A local family is speaking out about events that happened more than 60 years ago.


Peter Wigmore, of Gladstone, will be speaking at the Tigard Library, Nov. 17 describing his family's ordeal at the hands of Nazis while interred at Auschwitz - the infamous Nazi concentration camp where more than 1 million people lost their lives during World War II.

'It's so difficult to focus on the horrors that happened there without focusing on a specific person,' said Wigmore, 59, a retired teacher from the Lake Oswego School District. 'So I will focus on my mother and her family and what happened to them while they were at Auschwitz.'

This is the third year that the Tigard Library has hosted events around the Holocaust.

'My personal philosophy on this is that there are some things that deserve to be remembered, such as (Neil Armstrong landing on the moon) and some things that need to be remembered, such as the murder of 6 million people,' said Erik Carter, a Tigard Library reference librarian who heads the annual talks.

This year's talk is in observance of the 71st anniversary of Kristallnacht, or the Night of Broken Glass, a coordinated attack by the German government which ended in the deaths of 99 Jews, and the arrest and subsequent placement of 25,000 to 30,000 in concentration camps.

Wigmore's mother, Rosa, was sent to the concentration camp in Poland in 1944 with her family when she was 20 years old. During her time in the camp she was one of many Jewish prisoners subject to experimentation by Josef Mengele, a Nazi doctor known for his frequent use of inmates for human experimentation.

'I have high hopes for this talk,' Carter said. 'It's certainly going to be shocking.'

Wigmore's mother was sent to the gas chambers on three separate occurrences, Wigmore said, but was pulled from the line each time by workers at the camp.

She and her elder sister were the only two people from her family to survive.

The effects of her time at Auschwitz left Wigmore's mother with chronic health problems - which Wigmore attributes to Mengele's experimentation.

Now, at the age of 86, Wigmore's mother lives in the Portland area. Other Holocaust survivors have spoken at various events throughout the years, but - Wigmore said - the experience was so horrible that his mother cannot bear to speak to people about them, so Wigmore does it for her.

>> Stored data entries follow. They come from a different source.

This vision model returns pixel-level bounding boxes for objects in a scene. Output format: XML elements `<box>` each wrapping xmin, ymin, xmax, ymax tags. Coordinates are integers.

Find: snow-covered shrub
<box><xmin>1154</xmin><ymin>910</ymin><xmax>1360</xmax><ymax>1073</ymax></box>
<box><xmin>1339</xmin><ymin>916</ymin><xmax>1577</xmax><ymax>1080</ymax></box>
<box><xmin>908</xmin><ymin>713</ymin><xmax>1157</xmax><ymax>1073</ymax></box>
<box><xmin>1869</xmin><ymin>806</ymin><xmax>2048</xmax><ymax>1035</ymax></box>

'She's aware that I do these talks,' he said. 'But she can't bring herself to do them because it's just too emotional for her.'

While the events of six decades ago may be written in history books, Wigmore believes that the events are still relevant today,

'The Holocaust happened because of extreme racism and prejudice and outright bigotry,' he said. 'It happened because no one took a stand to say no, this is not going to happen.'

More than 11 million people were killed during the Holocaust, 6 million of which were Jews.

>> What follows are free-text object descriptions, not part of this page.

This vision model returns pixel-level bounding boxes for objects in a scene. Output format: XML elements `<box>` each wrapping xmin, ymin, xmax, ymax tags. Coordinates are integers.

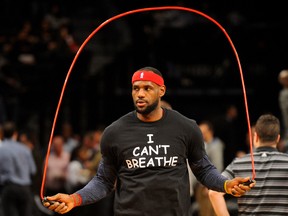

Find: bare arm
<box><xmin>208</xmin><ymin>178</ymin><xmax>256</xmax><ymax>216</ymax></box>
<box><xmin>208</xmin><ymin>190</ymin><xmax>229</xmax><ymax>216</ymax></box>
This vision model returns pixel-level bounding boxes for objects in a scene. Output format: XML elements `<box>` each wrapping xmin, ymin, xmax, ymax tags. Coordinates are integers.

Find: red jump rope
<box><xmin>40</xmin><ymin>6</ymin><xmax>256</xmax><ymax>201</ymax></box>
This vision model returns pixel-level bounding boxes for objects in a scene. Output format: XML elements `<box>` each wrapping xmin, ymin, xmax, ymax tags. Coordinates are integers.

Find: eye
<box><xmin>145</xmin><ymin>86</ymin><xmax>151</xmax><ymax>91</ymax></box>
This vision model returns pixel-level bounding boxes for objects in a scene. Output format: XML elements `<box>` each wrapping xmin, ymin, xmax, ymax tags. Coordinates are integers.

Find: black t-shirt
<box><xmin>76</xmin><ymin>108</ymin><xmax>227</xmax><ymax>215</ymax></box>
<box><xmin>99</xmin><ymin>108</ymin><xmax>205</xmax><ymax>216</ymax></box>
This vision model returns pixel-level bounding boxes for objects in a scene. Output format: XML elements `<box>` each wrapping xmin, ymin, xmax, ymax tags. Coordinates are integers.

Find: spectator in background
<box><xmin>70</xmin><ymin>129</ymin><xmax>104</xmax><ymax>180</ymax></box>
<box><xmin>194</xmin><ymin>120</ymin><xmax>225</xmax><ymax>216</ymax></box>
<box><xmin>236</xmin><ymin>124</ymin><xmax>256</xmax><ymax>158</ymax></box>
<box><xmin>70</xmin><ymin>130</ymin><xmax>97</xmax><ymax>163</ymax></box>
<box><xmin>0</xmin><ymin>124</ymin><xmax>3</xmax><ymax>144</ymax></box>
<box><xmin>85</xmin><ymin>128</ymin><xmax>104</xmax><ymax>177</ymax></box>
<box><xmin>0</xmin><ymin>97</ymin><xmax>5</xmax><ymax>125</ymax></box>
<box><xmin>58</xmin><ymin>24</ymin><xmax>79</xmax><ymax>54</ymax></box>
<box><xmin>66</xmin><ymin>145</ymin><xmax>92</xmax><ymax>194</ymax></box>
<box><xmin>66</xmin><ymin>129</ymin><xmax>114</xmax><ymax>216</ymax></box>
<box><xmin>278</xmin><ymin>69</ymin><xmax>288</xmax><ymax>150</ymax></box>
<box><xmin>212</xmin><ymin>104</ymin><xmax>245</xmax><ymax>167</ymax></box>
<box><xmin>18</xmin><ymin>128</ymin><xmax>52</xmax><ymax>216</ymax></box>
<box><xmin>0</xmin><ymin>46</ymin><xmax>25</xmax><ymax>125</ymax></box>
<box><xmin>209</xmin><ymin>114</ymin><xmax>288</xmax><ymax>215</ymax></box>
<box><xmin>43</xmin><ymin>3</ymin><xmax>70</xmax><ymax>30</ymax></box>
<box><xmin>61</xmin><ymin>122</ymin><xmax>80</xmax><ymax>154</ymax></box>
<box><xmin>18</xmin><ymin>129</ymin><xmax>43</xmax><ymax>192</ymax></box>
<box><xmin>45</xmin><ymin>135</ymin><xmax>70</xmax><ymax>196</ymax></box>
<box><xmin>0</xmin><ymin>121</ymin><xmax>37</xmax><ymax>216</ymax></box>
<box><xmin>160</xmin><ymin>99</ymin><xmax>172</xmax><ymax>110</ymax></box>
<box><xmin>199</xmin><ymin>121</ymin><xmax>224</xmax><ymax>172</ymax></box>
<box><xmin>0</xmin><ymin>125</ymin><xmax>2</xmax><ymax>214</ymax></box>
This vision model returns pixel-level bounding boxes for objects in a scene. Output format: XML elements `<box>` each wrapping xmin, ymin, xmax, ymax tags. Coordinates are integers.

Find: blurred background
<box><xmin>0</xmin><ymin>0</ymin><xmax>287</xmax><ymax>149</ymax></box>
<box><xmin>1</xmin><ymin>1</ymin><xmax>288</xmax><ymax>216</ymax></box>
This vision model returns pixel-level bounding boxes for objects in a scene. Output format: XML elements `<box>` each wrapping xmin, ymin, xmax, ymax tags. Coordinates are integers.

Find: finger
<box><xmin>242</xmin><ymin>178</ymin><xmax>255</xmax><ymax>187</ymax></box>
<box><xmin>42</xmin><ymin>197</ymin><xmax>56</xmax><ymax>205</ymax></box>
<box><xmin>239</xmin><ymin>184</ymin><xmax>252</xmax><ymax>191</ymax></box>
<box><xmin>42</xmin><ymin>201</ymin><xmax>50</xmax><ymax>207</ymax></box>
<box><xmin>231</xmin><ymin>187</ymin><xmax>244</xmax><ymax>197</ymax></box>
<box><xmin>48</xmin><ymin>201</ymin><xmax>60</xmax><ymax>211</ymax></box>
<box><xmin>58</xmin><ymin>204</ymin><xmax>69</xmax><ymax>214</ymax></box>
<box><xmin>235</xmin><ymin>187</ymin><xmax>248</xmax><ymax>197</ymax></box>
<box><xmin>54</xmin><ymin>202</ymin><xmax>67</xmax><ymax>214</ymax></box>
<box><xmin>231</xmin><ymin>189</ymin><xmax>241</xmax><ymax>197</ymax></box>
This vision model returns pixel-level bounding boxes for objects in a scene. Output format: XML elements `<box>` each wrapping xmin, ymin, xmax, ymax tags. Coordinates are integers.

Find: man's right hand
<box><xmin>42</xmin><ymin>193</ymin><xmax>75</xmax><ymax>214</ymax></box>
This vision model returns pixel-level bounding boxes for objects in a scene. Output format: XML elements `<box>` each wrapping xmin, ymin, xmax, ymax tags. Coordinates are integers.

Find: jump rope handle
<box><xmin>42</xmin><ymin>197</ymin><xmax>56</xmax><ymax>205</ymax></box>
<box><xmin>242</xmin><ymin>178</ymin><xmax>255</xmax><ymax>186</ymax></box>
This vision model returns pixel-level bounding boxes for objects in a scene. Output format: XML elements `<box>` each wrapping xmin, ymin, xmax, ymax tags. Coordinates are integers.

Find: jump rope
<box><xmin>40</xmin><ymin>6</ymin><xmax>256</xmax><ymax>201</ymax></box>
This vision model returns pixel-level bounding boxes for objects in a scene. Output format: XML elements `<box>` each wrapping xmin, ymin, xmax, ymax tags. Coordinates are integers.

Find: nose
<box><xmin>137</xmin><ymin>88</ymin><xmax>145</xmax><ymax>98</ymax></box>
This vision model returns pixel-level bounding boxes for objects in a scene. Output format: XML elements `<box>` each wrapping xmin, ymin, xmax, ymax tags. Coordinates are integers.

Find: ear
<box><xmin>159</xmin><ymin>85</ymin><xmax>166</xmax><ymax>97</ymax></box>
<box><xmin>276</xmin><ymin>134</ymin><xmax>281</xmax><ymax>143</ymax></box>
<box><xmin>253</xmin><ymin>132</ymin><xmax>259</xmax><ymax>147</ymax></box>
<box><xmin>12</xmin><ymin>132</ymin><xmax>18</xmax><ymax>141</ymax></box>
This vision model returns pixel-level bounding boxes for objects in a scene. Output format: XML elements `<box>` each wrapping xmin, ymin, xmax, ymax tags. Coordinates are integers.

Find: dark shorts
<box><xmin>1</xmin><ymin>183</ymin><xmax>33</xmax><ymax>216</ymax></box>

'It's a horrible history of the human race,' he said. 'It's a difficult subject to talk about, but I'm convinced that if we don't talk about it, don't learn these lessons, we're dooming ourselves to it happening again. Germany was defeated, but not Nazism. Bigotry and racism still exist even in our backyards so we need to be vigilant and the way to be vigilant is to understand why it happened to make sure it doesn't happen again.'

Wigmore's Holocaust lecture will take place Nov. 17 in the community room, of the Tigard Library, 13500 S.W. Hall Blvd., at 7 p.m.